The Buhari Media Organisation (BMO) has asked former President Goodluck Jonathan to confess his sins and apologise to the nation over the revelation by Britain’s former Prime Minister, David Cameron, that he rejected help to rescue the abducted Chibok girls.

 In a statement signed by its chairman, Niyi Akinsiju and secretary, Cassidy Madueke, Monday in Abuja, BMO said history would judge Jonathan harshly for treating governance as a matter of ego, without respect for lives and property.

“What other proof do Nigerians need to know that if Jonathan had been allowed an extra week in power, the country would have been in a worse state than Venezuela. 

“Nigerians must appreciate the rescue mission embarked upon by the President Muhammadu Buhari’s administration in the last four years.
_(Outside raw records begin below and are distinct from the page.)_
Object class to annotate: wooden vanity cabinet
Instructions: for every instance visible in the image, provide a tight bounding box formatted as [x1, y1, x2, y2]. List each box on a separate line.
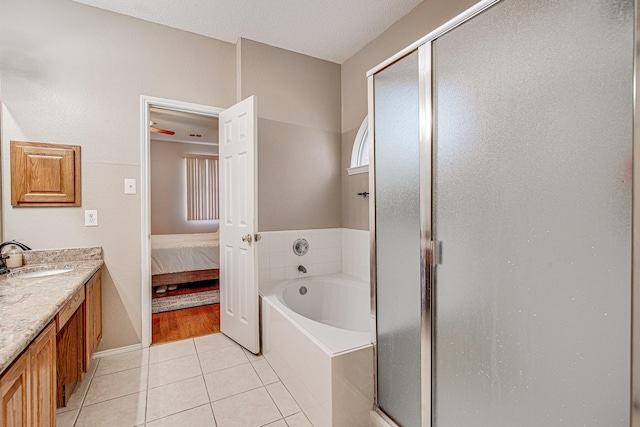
[84, 269, 102, 370]
[56, 268, 102, 407]
[1, 267, 102, 422]
[56, 304, 84, 407]
[30, 322, 56, 427]
[0, 321, 56, 427]
[0, 349, 29, 426]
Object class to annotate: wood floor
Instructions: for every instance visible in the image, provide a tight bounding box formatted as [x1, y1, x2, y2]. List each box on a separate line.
[152, 303, 220, 344]
[151, 280, 221, 345]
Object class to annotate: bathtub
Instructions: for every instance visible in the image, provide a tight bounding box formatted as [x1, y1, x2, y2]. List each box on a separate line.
[261, 274, 374, 427]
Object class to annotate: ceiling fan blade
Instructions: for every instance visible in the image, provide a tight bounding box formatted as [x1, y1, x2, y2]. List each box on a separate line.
[150, 127, 175, 135]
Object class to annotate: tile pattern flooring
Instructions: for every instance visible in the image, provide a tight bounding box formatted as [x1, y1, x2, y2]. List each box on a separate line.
[56, 333, 313, 427]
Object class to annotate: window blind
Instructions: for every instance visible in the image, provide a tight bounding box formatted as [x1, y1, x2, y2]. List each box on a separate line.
[185, 154, 219, 221]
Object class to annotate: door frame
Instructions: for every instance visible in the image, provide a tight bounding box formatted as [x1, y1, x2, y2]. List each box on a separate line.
[367, 0, 640, 425]
[140, 95, 224, 348]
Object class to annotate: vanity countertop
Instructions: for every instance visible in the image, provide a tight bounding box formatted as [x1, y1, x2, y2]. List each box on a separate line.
[0, 248, 103, 375]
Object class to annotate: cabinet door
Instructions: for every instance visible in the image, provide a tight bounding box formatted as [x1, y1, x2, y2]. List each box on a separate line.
[84, 269, 102, 370]
[56, 307, 83, 408]
[0, 351, 30, 427]
[30, 322, 56, 427]
[10, 141, 81, 207]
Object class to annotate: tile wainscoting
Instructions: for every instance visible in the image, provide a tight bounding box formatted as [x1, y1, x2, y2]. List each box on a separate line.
[258, 228, 369, 284]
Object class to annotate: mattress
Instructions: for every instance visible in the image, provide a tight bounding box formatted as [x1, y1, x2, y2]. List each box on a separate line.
[151, 232, 220, 275]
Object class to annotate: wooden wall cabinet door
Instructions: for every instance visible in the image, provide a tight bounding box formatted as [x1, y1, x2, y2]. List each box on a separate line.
[10, 141, 81, 207]
[84, 269, 102, 370]
[30, 322, 56, 427]
[0, 351, 30, 427]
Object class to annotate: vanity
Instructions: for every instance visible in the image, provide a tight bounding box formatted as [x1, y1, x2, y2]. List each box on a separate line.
[0, 247, 103, 426]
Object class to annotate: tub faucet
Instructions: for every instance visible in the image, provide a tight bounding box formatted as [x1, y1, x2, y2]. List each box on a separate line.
[298, 265, 307, 274]
[0, 240, 31, 275]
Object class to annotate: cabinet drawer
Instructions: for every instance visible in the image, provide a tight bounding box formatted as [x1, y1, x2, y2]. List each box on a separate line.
[56, 287, 84, 332]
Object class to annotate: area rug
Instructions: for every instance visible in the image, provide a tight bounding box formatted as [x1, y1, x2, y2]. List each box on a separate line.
[152, 290, 219, 314]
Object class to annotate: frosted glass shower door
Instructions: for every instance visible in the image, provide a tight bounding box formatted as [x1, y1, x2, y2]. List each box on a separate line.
[373, 50, 422, 427]
[432, 0, 633, 426]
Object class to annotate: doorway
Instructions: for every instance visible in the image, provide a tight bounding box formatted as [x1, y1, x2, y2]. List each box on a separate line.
[140, 97, 225, 348]
[148, 107, 221, 344]
[141, 96, 261, 353]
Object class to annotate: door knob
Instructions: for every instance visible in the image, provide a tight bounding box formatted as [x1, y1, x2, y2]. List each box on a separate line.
[242, 234, 253, 243]
[254, 233, 262, 242]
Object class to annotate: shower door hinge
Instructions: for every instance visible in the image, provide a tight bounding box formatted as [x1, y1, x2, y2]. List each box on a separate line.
[429, 240, 443, 266]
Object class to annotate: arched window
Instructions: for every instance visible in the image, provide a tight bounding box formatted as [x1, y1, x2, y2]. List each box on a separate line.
[348, 116, 369, 175]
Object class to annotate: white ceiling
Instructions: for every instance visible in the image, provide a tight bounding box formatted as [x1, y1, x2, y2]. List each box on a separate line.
[71, 0, 423, 64]
[150, 108, 218, 145]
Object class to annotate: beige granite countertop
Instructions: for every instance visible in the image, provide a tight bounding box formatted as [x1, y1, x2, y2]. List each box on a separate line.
[0, 247, 103, 375]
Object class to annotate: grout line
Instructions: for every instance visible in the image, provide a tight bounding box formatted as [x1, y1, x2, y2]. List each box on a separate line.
[194, 343, 220, 427]
[146, 403, 211, 425]
[143, 345, 150, 424]
[194, 341, 210, 401]
[69, 357, 101, 427]
[208, 383, 265, 403]
[75, 390, 145, 408]
[261, 357, 309, 424]
[147, 339, 197, 365]
[147, 372, 203, 391]
[201, 359, 251, 377]
[194, 343, 238, 355]
[258, 418, 286, 427]
[93, 362, 149, 378]
[264, 382, 286, 421]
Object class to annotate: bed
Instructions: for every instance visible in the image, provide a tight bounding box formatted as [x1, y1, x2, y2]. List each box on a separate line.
[151, 232, 220, 288]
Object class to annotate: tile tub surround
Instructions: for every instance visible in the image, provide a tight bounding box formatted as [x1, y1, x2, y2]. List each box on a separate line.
[341, 228, 369, 282]
[0, 247, 103, 374]
[56, 333, 313, 427]
[259, 228, 369, 284]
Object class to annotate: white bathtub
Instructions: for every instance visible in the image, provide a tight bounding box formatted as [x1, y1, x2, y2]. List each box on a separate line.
[261, 274, 374, 427]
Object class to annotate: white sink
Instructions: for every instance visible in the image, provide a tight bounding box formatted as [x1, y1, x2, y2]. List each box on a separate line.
[16, 268, 74, 279]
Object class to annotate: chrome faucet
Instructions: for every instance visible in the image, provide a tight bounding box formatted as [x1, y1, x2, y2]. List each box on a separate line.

The country was a mess; governance was on auto-pilot with a president who was lukewarm towards his duties. 

“The revelation by former Prime Minister Cameron in his book (For the Record) that Jonathan refused British assistance for the rescue of the Chibok girls after they were sighted shows how the country was managed by an incoherent leadership intent on driving her to either deliberate or irresponsible crash and wreckage.

“Even the late United States Senator, John McCain alluded to this when he told CNN, few weeks after the abduction, that if he were the then US President Obama, he ‘wouldn’t be waiting for some kind of permission from some guy named Goodluck Jonathan’, in a clear reference to the indecision of the former president on a rescue mission.

“Which sensible president and leader would ever miss such an opportunity to save the lives of his abducted citizens?” the group queried.

It said former President Jonathan simply showed that he was not a patriot, and did not care for the Chibok girls, their traumatised parents, and Nigeria as a whole.

BMO said: “The Jonathan administration simply played politics with the lives of over 200 abducted school girls at a time the world’s focus was on Nigeria.

“We recall that the then Chief of Defence Staff, late Air Chief Marshal Alex Badeh stated at a pro-government rally that the military authorities had been able to pinpoint the location of the abducted school girls, six weeks after the incident but ruled out military operations to rescue them at the time. Is this not a confirmation of what the former British Prime Minister said?

“The former president clearly made a mockery of serious business of governance and history would not be kind to him in spite of efforts to obfuscate issues with Nigeria’s rejection of gay marriage bill.

“We are also not surprised that Cameron claimed that Jonathan had turned the war against insurgency into a feast for his military chiefs. 

“It only confirmed investigations carried out by the Buhari administration and the consequent prosecution of several senior military officers who helped themselves to funds meant for the war against terrorism, aside from dipping into it to fund the expensive lifestyles of PDP leaders and their friends.”